I stopped purchasing contemporary music recorded on major labels shortly after the Beatles broke up in the early 1970s—when I realized corporate America was not only trying to dictate the direction of my musical tastes, but was also turning rock, folk, country and jazz music into vanilla-flavored fluff.
I may have missed hearing a few truly talented so-called superstars along the way, but I continued assembling a collection of great music by talented, free-spirited artists. I purchased many of those recordings after attending live concerts, many of which were promoted by the Missoula Folklore Society. This Friday, MFS brings back two stellar musicians whose first LP I purchased in 1989 after a concert in the now-defunct Pitz Ballroom, located in the attic of the old Montgomery Ward Building on Higgins Avenue.
The pop-oriented public might view the Cantrells as failures for not producing any big hits on a major record label during their 17-year career. Yet these modern-day troubadours continue to earn a living by singing at more than 100 concerts around the country every year—much like musicians used to do before the advent of radio and phonograph records.
What can you expect at a Cantrells concert? As for style of music, that’s a little hard to pin down.
“We are able to play for both folk and bluegrass audiences,” says Al Cantrell, who plays a jazzy fiddle and mandolin in the tradition of old western swing musicians—like Joe Holley of the Texas Playboys and Karl Farr of the Sons of the Pioneers. “We can do either one. Plus, with Emily’s songs, we fit into the singer-songwriter niche, which remains pretty undefined nowadays.”
To attract fans in the early days, the Cantrells relied on a tasteful, eclectic blend of cowboy ballads, western swing, show tunes, traditional and contemporary folk songs, bluegrass and Celtic music. In fact, in the early ‘90s when they were based in Helena, the duo often played for New England contra dances in the Union Hall. Al’s fiddle tune, “Road to Burhania,” was recorded by the Ohio-based band Hotpoint as the title number for their latest album.
Nowadays, the confluence of various musical influences becomes most evident in Emily’s own compositions, such as “Shooting Star” and “See You Again.” She delivers the melodic yet unpredictable and cleverly crafted songs in a clear voice that straddles a vast range—subtly jumping from sultry alto to clear soprano in the tinkling of an eighth note—much like Joni Mitchell did in her early recordings. The main thread that weaves through Emily’s original compositions is her love of the West whose “natural beauty has had a great influence in my songwriting,” says the native Tennessean.
The duo’s harmonies sound as comfortable and natural as a long-married couple talking over one another as they simultaneously relate shared experiences to friends over coffee. The couple first met in Boulder, Colo. when Emily’s band advertised for a fiddler. A year later the band broke up, Al and Emily got married and the Cantrells were born. After spending time in Ohio and Montana, the couple moved to Nashville in the mid-1990s to take advantage of industry connections and to be close to Emily’s family.

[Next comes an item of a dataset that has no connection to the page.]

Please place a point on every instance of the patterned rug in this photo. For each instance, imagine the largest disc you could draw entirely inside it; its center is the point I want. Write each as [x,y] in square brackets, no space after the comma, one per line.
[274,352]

Nowadays, most tours take them through the Rust Belt from Chicago to Washington, D.C. On this Montana trip, they will also perform in Red Lodge and Billings.
“A strange hex was put upon both of us by some evil spirit that directed us down the musical path,” Emily says. “As a child I was mesmerized by the old musicals starring Fred Astaire and Bing Crosby. And I’ve never stopped since.”
Al, who grew up “with a lot of music in my home,” made a little money playing in rock bands at the local dances while in high school. “All along I was trying to think of a traditional career to follow,” he remembers, “But that withered away and music became my life.”
Today, Emily explains, music for the couple “is almost like a real job.” Concert goers in Missoula can expect to hear a bunch of new songs from the Cantrells’ latest CD, The Heart Wants. It’s guaranteed to be more good music inspired by their hearts and not by corporate demographics.